On the other hand, the Americans are currently heavily engaged in financial stability, causing foreign capital to generally wait and see.

Of course, the Americans can't block it. As we said last week, the recent strange rise in the Japanese stock market indicates that some American capital is taking a detour through Japan to China.

In fact, foreign capital is also divided into two parts: one part is the capital that is already in the Chinese market, and the other part is the capital coming from abroad.Capital already present in the Chinese market, such as Goldman Sachs, Morgan Stanley, and BlackRock, which have been conducting business in China, have recently been increasing their holdings in A-shares and Hong Kong stocks.

Additionally, in recent months, foreign institutions have been continuously increasing their holdings of domestic bonds. By the end of August this year, foreign institutions held a staggering 4.52 trillion yuan worth of bonds in the interbank market. This money is also fluid and will not remain stagnant in bonds indefinitely.

The focus is on the capital coming from abroad; this is the incremental capital entering from outside, which has a more noticeable impact on the stock market.

Yesterday, we saw data showing that on October 11th, Barclays Bank cited the latest data from the Emerging Portfolio Fund Research (EPFR), indicating that in the week ending on Wednesday, foreign capital inflow into the Chinese stock market was approximately $9 billion, or about 63 billion yuan.
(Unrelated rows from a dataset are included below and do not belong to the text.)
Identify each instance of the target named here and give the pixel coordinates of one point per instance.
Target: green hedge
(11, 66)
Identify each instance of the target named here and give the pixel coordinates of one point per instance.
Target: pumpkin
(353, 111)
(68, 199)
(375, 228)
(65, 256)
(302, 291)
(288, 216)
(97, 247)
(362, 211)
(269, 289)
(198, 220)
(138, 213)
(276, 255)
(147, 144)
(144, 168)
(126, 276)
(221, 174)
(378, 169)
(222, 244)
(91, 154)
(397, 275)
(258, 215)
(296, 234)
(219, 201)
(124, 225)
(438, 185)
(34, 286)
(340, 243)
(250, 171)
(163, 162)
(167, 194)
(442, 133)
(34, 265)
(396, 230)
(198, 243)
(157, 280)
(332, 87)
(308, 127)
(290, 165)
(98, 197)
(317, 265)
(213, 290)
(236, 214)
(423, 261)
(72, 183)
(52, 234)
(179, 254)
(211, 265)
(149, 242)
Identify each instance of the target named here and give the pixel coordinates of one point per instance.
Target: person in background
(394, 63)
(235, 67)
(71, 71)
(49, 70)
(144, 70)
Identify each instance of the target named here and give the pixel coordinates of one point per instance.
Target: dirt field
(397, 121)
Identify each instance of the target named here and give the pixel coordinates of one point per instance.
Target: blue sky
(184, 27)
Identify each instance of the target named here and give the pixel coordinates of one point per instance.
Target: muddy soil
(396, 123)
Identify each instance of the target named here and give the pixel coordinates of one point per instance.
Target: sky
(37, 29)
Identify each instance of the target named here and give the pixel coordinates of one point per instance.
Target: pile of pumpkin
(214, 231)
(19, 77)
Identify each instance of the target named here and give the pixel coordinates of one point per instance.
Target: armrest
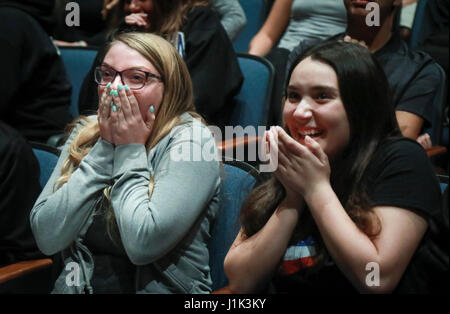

This scale of funds may not seem significant, at least considering the current rapid momentum of the Chinese stock market, where foreign capital appears too calm. This suggests that the United States' financial stability measures are taking effect.

However, another set of data from Barclays Bank shows that in the most recent week, the inflow of funds into emerging market stocks exceeded $40 billion, with the inflow into the Chinese stock market alone reaching $39.1 billion, of which $9 billion was foreign capital. This gives you an idea of how aggressive the Chinese stock market has been.

Furthermore, Barclays Bank also pointed out that investors are fleeing from Japan, marking the largest single-week outflow in 20 years. This confirms our conclusion from a few days ago: American capital is using Japan as a conduit to China to bypass the United States' financial stability measures.

Therefore, we can essentially conclude that the scale of foreign capital inflow this week will reach a peak.

However, is the influx of foreign capital always a good thing? Of course, it's not that simple; for every bull, there is a bear.Especially in the current market where confidence is unstable, foreign capital may find it easier to profit in the short term by short-selling rather than long-buying.

Therefore, an influx of foreign capital could potentially intensify the battle between bulls and bears, which increases the difficulty for retail investors to grasp market trends and naturally raises the risks.

However, one thing is certain: regardless of any market manipulations, the increasing inflow of money indicates that the overall trend of China's stock market will be upward in the near term.

So, when people ask if there has been any change at the 4000-point mark by the end of October, we tell them, there has been no change. But the current market volatility is significant, and the stock market carries risks; thus, the principle of cautious investment remains unchanged.